Outside the abstract level, I'd love to hear stories or anecdotes about other poster's fathers or grandfathers, how they came from a different time or had a different attitude, whatever. Here's one from me:
My grandparents watched me when I was little, pre-elementary school, during the day. I can still picture their family room with their black and white flecked “davenport” and grandpas claw footed, green tufted leather chair. He would sit in it, and I would sit in his lap, and he would hold me and I felt like I belonged. He smelled of barbershop aftershave and grease and sweat. He would sometimes smack his lips, trying to wet them, and when I saw him later in life, when it was less frequent and it wasn't cool to spend time with your grandparents, he would always stand up and say “Great Day! Look who’s here.” When he sneezed, he would exclaim “horseandbuggy” while he exploded into a handkerchief he carried in his pocket at all times. He wore his pants at his waste, and in later life when his belly protruded, he would wear leisure pants made out polyester that would cover that belly but were still cut in a dress pant style—I can’t recall him ever wearing jeans.
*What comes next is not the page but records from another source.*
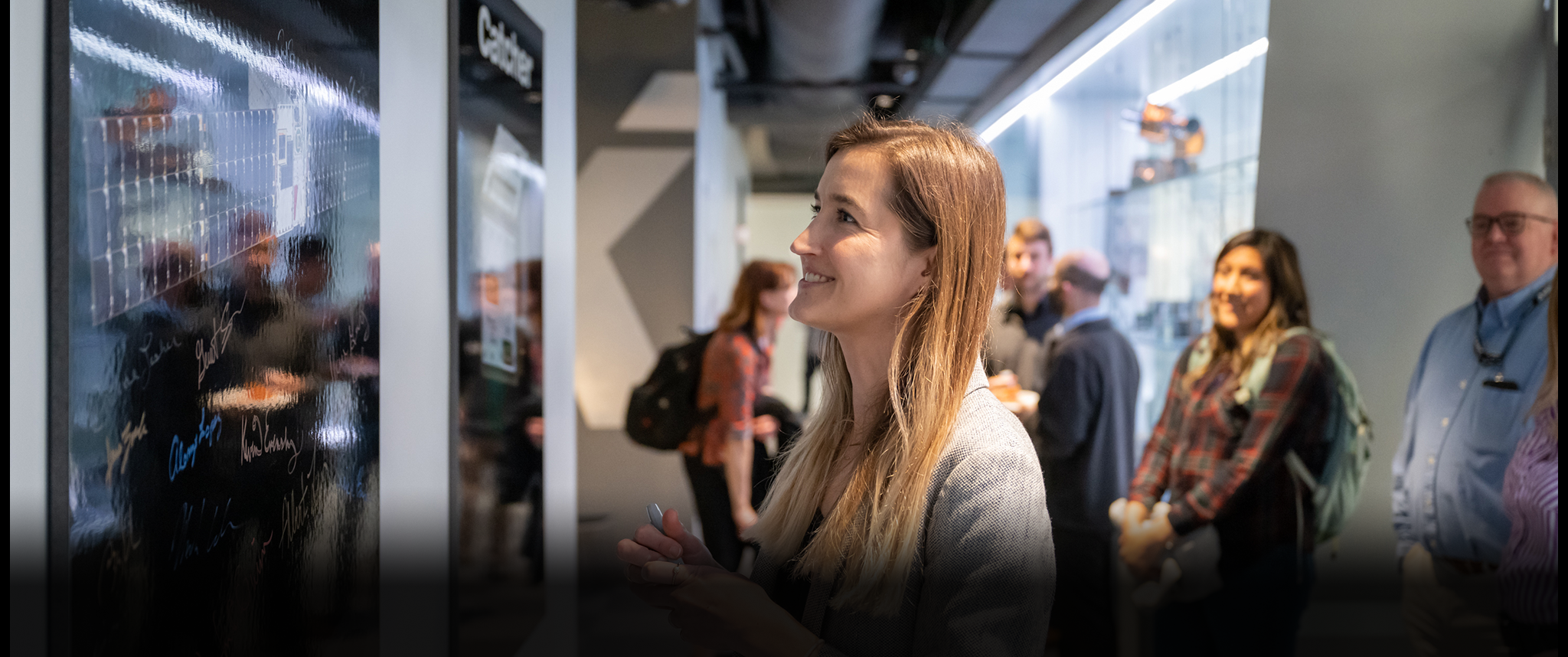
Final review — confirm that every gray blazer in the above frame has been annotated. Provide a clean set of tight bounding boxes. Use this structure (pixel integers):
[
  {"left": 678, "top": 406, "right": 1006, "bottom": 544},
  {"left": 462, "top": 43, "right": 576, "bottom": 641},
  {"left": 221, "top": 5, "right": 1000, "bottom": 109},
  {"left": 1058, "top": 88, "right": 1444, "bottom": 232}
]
[{"left": 751, "top": 364, "right": 1057, "bottom": 657}]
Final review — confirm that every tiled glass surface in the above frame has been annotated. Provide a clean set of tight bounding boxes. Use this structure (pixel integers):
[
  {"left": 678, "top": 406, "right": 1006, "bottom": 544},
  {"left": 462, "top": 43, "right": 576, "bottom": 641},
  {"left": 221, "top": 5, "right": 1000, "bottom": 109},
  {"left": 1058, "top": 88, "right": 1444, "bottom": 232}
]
[{"left": 61, "top": 0, "right": 380, "bottom": 655}]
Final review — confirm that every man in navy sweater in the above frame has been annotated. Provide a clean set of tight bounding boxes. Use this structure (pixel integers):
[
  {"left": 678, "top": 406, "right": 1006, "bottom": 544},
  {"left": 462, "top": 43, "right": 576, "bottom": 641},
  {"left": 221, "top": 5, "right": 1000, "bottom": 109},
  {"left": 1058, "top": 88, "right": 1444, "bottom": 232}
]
[{"left": 1037, "top": 251, "right": 1138, "bottom": 655}]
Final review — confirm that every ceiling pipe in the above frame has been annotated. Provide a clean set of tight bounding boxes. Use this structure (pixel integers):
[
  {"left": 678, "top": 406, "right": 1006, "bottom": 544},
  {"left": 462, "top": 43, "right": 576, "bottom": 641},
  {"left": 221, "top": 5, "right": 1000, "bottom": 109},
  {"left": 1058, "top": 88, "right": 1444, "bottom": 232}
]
[{"left": 765, "top": 0, "right": 884, "bottom": 85}]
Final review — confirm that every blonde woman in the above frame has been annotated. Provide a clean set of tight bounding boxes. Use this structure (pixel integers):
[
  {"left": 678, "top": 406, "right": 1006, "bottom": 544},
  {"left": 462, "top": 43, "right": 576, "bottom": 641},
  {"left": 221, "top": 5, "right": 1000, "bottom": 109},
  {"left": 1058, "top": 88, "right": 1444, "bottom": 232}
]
[{"left": 618, "top": 119, "right": 1055, "bottom": 657}]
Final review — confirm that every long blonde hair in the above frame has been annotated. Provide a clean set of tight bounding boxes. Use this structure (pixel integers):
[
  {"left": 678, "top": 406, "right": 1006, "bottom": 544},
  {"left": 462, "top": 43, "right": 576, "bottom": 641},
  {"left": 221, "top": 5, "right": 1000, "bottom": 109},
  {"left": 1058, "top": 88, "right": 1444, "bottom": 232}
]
[
  {"left": 748, "top": 118, "right": 1007, "bottom": 615},
  {"left": 1530, "top": 273, "right": 1557, "bottom": 439}
]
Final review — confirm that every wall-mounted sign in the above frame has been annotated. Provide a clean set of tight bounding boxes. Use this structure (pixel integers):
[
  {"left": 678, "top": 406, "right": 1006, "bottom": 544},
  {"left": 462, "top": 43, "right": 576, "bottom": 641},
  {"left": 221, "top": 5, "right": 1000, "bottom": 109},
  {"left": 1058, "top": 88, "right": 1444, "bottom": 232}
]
[{"left": 452, "top": 0, "right": 546, "bottom": 657}]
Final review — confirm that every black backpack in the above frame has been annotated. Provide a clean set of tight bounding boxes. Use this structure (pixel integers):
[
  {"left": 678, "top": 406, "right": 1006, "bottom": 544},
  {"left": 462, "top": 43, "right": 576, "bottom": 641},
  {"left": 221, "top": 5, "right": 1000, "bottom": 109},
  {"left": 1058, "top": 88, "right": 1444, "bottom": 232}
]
[{"left": 626, "top": 332, "right": 714, "bottom": 450}]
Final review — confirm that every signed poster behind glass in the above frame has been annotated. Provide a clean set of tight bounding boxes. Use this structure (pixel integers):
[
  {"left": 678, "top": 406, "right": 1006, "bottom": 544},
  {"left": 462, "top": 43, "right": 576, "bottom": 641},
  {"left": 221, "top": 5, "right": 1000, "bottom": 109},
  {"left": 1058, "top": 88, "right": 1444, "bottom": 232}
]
[
  {"left": 452, "top": 0, "right": 544, "bottom": 657},
  {"left": 51, "top": 0, "right": 380, "bottom": 655}
]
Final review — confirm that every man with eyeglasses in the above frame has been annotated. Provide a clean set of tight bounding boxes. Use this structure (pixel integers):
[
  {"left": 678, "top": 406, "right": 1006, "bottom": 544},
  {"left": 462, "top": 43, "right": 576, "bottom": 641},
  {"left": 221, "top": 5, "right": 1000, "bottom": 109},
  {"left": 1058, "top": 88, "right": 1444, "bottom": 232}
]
[{"left": 1394, "top": 171, "right": 1557, "bottom": 655}]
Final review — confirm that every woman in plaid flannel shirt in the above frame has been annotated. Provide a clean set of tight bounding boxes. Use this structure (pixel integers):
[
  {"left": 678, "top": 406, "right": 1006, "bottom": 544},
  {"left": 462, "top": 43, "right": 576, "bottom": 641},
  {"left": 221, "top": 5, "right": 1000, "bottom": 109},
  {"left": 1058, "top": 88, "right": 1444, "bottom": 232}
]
[{"left": 1121, "top": 229, "right": 1336, "bottom": 655}]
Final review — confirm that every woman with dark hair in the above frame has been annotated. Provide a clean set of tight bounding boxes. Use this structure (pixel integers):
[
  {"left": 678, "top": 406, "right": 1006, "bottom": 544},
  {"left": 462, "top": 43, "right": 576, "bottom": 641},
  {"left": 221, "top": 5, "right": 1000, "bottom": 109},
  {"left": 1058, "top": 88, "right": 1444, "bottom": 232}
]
[
  {"left": 618, "top": 119, "right": 1055, "bottom": 657},
  {"left": 681, "top": 260, "right": 795, "bottom": 569},
  {"left": 1121, "top": 229, "right": 1338, "bottom": 655}
]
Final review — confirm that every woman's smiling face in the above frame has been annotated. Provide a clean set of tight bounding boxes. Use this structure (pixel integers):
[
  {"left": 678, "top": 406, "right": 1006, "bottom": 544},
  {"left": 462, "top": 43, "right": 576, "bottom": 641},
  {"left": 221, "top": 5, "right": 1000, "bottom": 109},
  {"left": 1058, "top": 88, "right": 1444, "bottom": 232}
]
[{"left": 789, "top": 147, "right": 933, "bottom": 338}]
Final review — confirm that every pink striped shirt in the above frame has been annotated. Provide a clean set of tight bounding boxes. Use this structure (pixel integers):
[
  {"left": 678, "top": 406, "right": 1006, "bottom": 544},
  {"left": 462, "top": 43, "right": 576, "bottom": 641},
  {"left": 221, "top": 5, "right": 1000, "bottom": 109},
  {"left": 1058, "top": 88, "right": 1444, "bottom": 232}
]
[{"left": 1498, "top": 404, "right": 1557, "bottom": 623}]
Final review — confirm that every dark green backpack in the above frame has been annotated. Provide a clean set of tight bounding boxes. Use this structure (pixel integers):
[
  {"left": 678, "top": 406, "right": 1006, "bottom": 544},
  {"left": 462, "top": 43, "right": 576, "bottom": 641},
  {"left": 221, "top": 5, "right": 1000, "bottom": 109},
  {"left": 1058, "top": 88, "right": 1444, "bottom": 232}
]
[{"left": 1187, "top": 326, "right": 1372, "bottom": 543}]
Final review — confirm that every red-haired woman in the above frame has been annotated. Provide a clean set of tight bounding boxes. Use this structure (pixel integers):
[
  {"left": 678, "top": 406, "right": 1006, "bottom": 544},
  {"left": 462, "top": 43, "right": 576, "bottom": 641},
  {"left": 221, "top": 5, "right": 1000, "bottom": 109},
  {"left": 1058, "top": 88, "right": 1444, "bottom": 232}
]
[{"left": 681, "top": 260, "right": 796, "bottom": 570}]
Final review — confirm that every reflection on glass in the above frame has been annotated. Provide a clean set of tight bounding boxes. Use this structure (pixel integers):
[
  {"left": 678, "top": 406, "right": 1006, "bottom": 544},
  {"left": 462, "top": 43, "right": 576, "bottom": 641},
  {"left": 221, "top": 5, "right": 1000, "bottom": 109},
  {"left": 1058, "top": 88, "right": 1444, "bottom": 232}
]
[
  {"left": 991, "top": 0, "right": 1269, "bottom": 450},
  {"left": 453, "top": 0, "right": 546, "bottom": 657},
  {"left": 61, "top": 0, "right": 380, "bottom": 655}
]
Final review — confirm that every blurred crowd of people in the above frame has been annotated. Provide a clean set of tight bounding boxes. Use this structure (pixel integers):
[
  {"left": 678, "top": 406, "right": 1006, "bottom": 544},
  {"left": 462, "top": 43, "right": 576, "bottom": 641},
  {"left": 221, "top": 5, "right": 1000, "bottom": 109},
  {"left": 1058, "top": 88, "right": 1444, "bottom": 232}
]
[{"left": 986, "top": 171, "right": 1557, "bottom": 655}]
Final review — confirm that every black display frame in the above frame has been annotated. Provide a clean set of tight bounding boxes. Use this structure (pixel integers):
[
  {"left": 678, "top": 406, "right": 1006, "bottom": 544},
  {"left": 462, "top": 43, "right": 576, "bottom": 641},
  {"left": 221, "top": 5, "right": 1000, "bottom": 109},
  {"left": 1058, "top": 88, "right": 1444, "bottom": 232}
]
[
  {"left": 44, "top": 0, "right": 381, "bottom": 655},
  {"left": 447, "top": 0, "right": 547, "bottom": 655}
]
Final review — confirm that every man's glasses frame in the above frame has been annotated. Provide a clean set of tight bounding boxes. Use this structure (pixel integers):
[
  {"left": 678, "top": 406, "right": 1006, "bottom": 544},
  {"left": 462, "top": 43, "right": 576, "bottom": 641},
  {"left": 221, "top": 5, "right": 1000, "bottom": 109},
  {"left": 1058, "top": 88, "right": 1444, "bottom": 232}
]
[{"left": 1465, "top": 211, "right": 1557, "bottom": 237}]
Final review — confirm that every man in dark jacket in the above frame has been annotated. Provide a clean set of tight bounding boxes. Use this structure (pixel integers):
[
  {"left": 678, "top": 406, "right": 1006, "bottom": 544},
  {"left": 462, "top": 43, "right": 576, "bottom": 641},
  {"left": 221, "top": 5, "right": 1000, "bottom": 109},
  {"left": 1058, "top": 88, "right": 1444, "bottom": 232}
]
[
  {"left": 1037, "top": 251, "right": 1138, "bottom": 655},
  {"left": 985, "top": 218, "right": 1061, "bottom": 447}
]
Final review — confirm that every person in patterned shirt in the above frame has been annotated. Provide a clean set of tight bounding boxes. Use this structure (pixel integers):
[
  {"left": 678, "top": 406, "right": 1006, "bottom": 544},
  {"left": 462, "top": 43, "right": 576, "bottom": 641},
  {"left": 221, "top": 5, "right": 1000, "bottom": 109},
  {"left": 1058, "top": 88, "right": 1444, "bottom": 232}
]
[
  {"left": 1121, "top": 229, "right": 1336, "bottom": 655},
  {"left": 681, "top": 260, "right": 796, "bottom": 570}
]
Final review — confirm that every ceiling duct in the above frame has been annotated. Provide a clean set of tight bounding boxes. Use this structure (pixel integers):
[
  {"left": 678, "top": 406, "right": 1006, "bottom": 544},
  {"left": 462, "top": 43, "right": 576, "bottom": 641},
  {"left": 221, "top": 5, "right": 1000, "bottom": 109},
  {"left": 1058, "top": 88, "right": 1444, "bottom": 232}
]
[{"left": 766, "top": 0, "right": 884, "bottom": 85}]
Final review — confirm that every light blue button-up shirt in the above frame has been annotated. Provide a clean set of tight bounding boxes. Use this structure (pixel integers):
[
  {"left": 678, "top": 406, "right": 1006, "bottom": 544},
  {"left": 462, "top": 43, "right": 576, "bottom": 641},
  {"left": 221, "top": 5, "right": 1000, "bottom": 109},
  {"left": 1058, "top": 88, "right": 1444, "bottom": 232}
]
[
  {"left": 1394, "top": 265, "right": 1557, "bottom": 563},
  {"left": 1052, "top": 306, "right": 1110, "bottom": 335}
]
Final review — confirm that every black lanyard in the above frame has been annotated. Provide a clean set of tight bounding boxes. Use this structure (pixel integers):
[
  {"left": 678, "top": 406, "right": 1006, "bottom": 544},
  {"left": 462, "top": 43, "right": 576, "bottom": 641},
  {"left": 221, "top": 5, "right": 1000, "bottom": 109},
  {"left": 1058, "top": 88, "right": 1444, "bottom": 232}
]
[{"left": 1475, "top": 284, "right": 1553, "bottom": 367}]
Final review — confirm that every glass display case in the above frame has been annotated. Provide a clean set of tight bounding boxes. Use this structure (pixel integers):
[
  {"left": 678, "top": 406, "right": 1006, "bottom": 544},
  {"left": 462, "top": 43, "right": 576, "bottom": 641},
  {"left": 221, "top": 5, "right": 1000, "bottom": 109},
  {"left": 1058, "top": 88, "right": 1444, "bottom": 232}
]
[
  {"left": 48, "top": 0, "right": 381, "bottom": 655},
  {"left": 991, "top": 0, "right": 1269, "bottom": 452}
]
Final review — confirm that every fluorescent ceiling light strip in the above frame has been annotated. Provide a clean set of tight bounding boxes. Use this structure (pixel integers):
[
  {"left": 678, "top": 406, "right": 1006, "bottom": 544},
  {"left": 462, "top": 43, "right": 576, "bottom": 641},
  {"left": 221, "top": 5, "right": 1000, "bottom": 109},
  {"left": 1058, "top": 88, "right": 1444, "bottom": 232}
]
[
  {"left": 124, "top": 0, "right": 381, "bottom": 135},
  {"left": 980, "top": 0, "right": 1176, "bottom": 142},
  {"left": 70, "top": 25, "right": 218, "bottom": 96},
  {"left": 1149, "top": 38, "right": 1269, "bottom": 105}
]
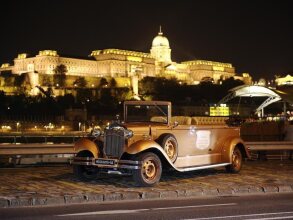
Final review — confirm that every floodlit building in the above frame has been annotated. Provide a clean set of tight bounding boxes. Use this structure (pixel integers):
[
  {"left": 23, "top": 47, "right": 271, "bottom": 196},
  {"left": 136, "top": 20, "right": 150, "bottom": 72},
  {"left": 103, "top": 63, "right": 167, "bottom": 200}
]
[
  {"left": 0, "top": 28, "right": 251, "bottom": 93},
  {"left": 275, "top": 74, "right": 293, "bottom": 86}
]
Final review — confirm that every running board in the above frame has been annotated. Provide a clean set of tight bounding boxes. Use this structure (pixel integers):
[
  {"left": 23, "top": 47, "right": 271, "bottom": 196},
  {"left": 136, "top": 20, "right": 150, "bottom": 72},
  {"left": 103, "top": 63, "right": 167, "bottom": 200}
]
[{"left": 175, "top": 163, "right": 230, "bottom": 172}]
Once, when a teenager, I was late for tennis practice and the car didn’t work. It was during the day and mom and dad were gone and I must have been driving dad’s truck. Grandpa came down to the house and loaned me his car. But instead of driving him home, he insisted he’d walk the mile or two back and just had me drop him at the corner of my street and the county road that ran by his house, about two miles away. I have that image stuck in my head and it pops back up every once in awhile like one of those Facebook memory posts: as I drove off in the opposite direction in his blue 70s Dodge boat that lacked power steering, I saw him just walking away, his back to me. My tall grandpa (much taller than me) nonchalantly walking down that busy, two lane county road, cars approaching at 50 miles an hour, and him focused on the road ahead, head held high, not an ounce of self-consciousness apparent. He was just doing what needed to be done. Maybe I'm romanticizing him on this silly point, I don't know, but I wish I were more like him.